The comment came during online discussions of a think-tank plan to increase the state pension age to 75. The suggestion comes from the Centre for Social Justice, which is headed by former Work and Pensions Secretary Iain Duncan Smith.

The organisation claims this would boost the economy, but charities including Age Concern have revealed their concerns about a move that could take pension entitlement to an age some citizens will not reach.

The average life expectancy for men in Scotland’s biggest city currently stands at 71, but in some of the poorer communities, it is even lower.

When questioned about his message by fellow Twitter users, including Glasgow Southside Central councillor Mhairi Hunter, Charles, who was elected in 2017, defended the statement and declined suggestions that it should be deleted.

However, it has since been removed from the social sharing platform.

In an exchange with Hunter, he continued: “I’m happy that I will receive a Government pension from age 60.

"I’m happy for that to be on record. How are Nicola’s refugees that she agreed to take on Tv?”

The National:

Charles then went on to repeat the question about refugees three more times. He did not respond to a request for comment from The National last night.
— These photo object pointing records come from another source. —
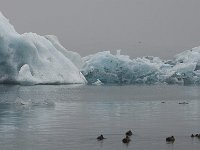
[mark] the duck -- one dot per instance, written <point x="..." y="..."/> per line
<point x="126" y="140"/>
<point x="170" y="139"/>
<point x="192" y="135"/>
<point x="129" y="133"/>
<point x="100" y="138"/>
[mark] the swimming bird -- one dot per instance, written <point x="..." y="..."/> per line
<point x="126" y="140"/>
<point x="129" y="133"/>
<point x="170" y="139"/>
<point x="100" y="138"/>
<point x="192" y="135"/>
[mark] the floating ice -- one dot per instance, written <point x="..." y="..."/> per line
<point x="120" y="69"/>
<point x="33" y="59"/>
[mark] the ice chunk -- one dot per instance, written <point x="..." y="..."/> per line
<point x="98" y="82"/>
<point x="34" y="59"/>
<point x="119" y="69"/>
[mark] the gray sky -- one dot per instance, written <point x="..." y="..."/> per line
<point x="138" y="27"/>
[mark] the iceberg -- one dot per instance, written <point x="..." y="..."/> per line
<point x="33" y="59"/>
<point x="184" y="69"/>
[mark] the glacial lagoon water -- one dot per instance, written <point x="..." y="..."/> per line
<point x="70" y="117"/>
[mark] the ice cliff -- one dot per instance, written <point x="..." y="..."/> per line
<point x="33" y="59"/>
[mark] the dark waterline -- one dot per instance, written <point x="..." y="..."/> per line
<point x="72" y="116"/>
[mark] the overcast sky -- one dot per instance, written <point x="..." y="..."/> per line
<point x="138" y="27"/>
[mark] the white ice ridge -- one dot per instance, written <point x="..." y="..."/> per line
<point x="33" y="59"/>
<point x="120" y="69"/>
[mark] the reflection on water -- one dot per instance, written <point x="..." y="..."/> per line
<point x="48" y="117"/>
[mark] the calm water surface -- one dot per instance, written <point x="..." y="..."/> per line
<point x="70" y="117"/>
Charles was one of the eight Tories elected in Glasgow in the 2017 elections.

Until then, the party had just one member on the local authority and the result was its best in 30 years.

The SNP and the Greens also chalked up their best ever results, with the former wrestling control of the council from Labour and ending almost 40 years of its dominance.

The state pension age is currently set to rise to 67 by 2028, increasing again to 68 by 2046.

However, the CSJ said those changes do not go far enough and it suggests shifting entitlement to 70 in 2028 and 75 by 2035.

READ MORE: Age Scotland head warns against raising state pension age

The change would affect people born between March 6, 1961 and April 5, 1977.

CSJ chief executive Andy Cook said: “Working longer has the potential to improve health and wellbeing, increase retirement savings and ensure the full functioning of public services for all.”

However, Glasgow South West MP Chris Stephens, a member of Westminster’s Work and Pensions Committee, dismissed the recommendations, saying: “This is a work- until-you-drop plan.

“They are confusing life expectancy with working life expectancy.

“Someone in a physically demanding job can’t work until 75.”